Uniform and fine dispersion means that the entire white turbid dispersion has uniform brightness, and a state in which no color unevenness or aggregates are observed is stable for a long time.
In the non-uniform dispersion, color unevenness is observed in the whole dispersion liquid that is cloudy, and aggregates are scattered or the dispersion state changes with time.
(Measurement method of sedimentation stability)
After visually evaluating the dispersibility of the obtained dispersion composition, the dispersion composition was allowed to stand for 24 hours, and the presence or absence of cellulose nanofiber sedimentation (cellulose nanofiber sedimentation stability) was visually observed.
◯: Even after the dispersion was allowed to stand for 24 hours, the dispersion maintained a uniform white turbid state.
X: When the dispersion is allowed to stand, cellulose nanofibers settle and separate into a transparent part (upper side) and a cloudy part (lower side).

<Effect of Example>
From Tables 1 to 4, if the dispersant is made of a (meth) acryloyloxyethyl phosphorylcholine (co) polymer, polymethacryloyloxyethyl phosphorylcholine, polybutyl methacrylate / methacryloyloxyethyl phosphorylcholine and polystearyl methacrylate / methacryloyloxyethyl It has been found that any phosphorylcholine can improve the dispersibility of cellulose nanofibers in water and can create a stable dispersion over time.
Further, the ratio of the dispersant to the cellulose nanofiber is substantially constant, and if it is 4 wt% to 10 wt%, it is possible to obtain a dispersion that is uniformly finely dispersed and has a stable dispersion state.

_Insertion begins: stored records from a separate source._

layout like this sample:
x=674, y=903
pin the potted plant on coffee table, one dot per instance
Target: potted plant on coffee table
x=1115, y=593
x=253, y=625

The cellulose nanofiber dispersion of the present invention can be combined with various polymer materials and the like to provide mechanical parts, structural members, filter members, high gas barrier packaging members, electronic devices, optical members, foods, pharmaceuticals, cosmetics, healthcare, etc. In various fields, it can be expected to improve the functions of structural materials, sliding materials, paint materials, molding materials, film materials, and the like.

Claims (5)

  A cellulose nanofiber dispersion mainly comprising cellulose nanofibers and a dispersant, wherein the dispersant is mainly composed of a (meth) acryloyloxyethyl phosphorylcholine (co) polymer. , Cellulose nanofiber dispersion.   The cellulose nanofiber dispersion according to claim 1, wherein an average fiber diameter of the cellulose nanofiber is 10 to 100 nm.   The (meth) acryloyloxyethyl phosphorylcholine (co) polymer constituting the dispersant was selected from the group of polymethacryloyloxyethyl phosphorylcholine, polybutyl methacrylate / methacryloyloxyethyl phosphorylcholine and polystearyl methacrylate / methacryloyloxyethyl phosphorylcholine The cellulose nanofiber dispersion according to claim 1 or 2, which is at least one kind.   The cellulose nanofiber dispersion according to any one of claims 1 to 3, comprising 0.01 to 10% by weight of cellulose nanofibers and 0.1 to 50% by weight of a dispersant with respect to the cellulose nanofibers. The cellulose according to any one of claims 1 to 4, wherein a dispersion containing a dispersant mainly composed of cellulose and a (meth) acryloyloxyethyl phosphorylcholine (co) polymer is treated with a medialess disperser. A method for producing a nanofiber dispersion.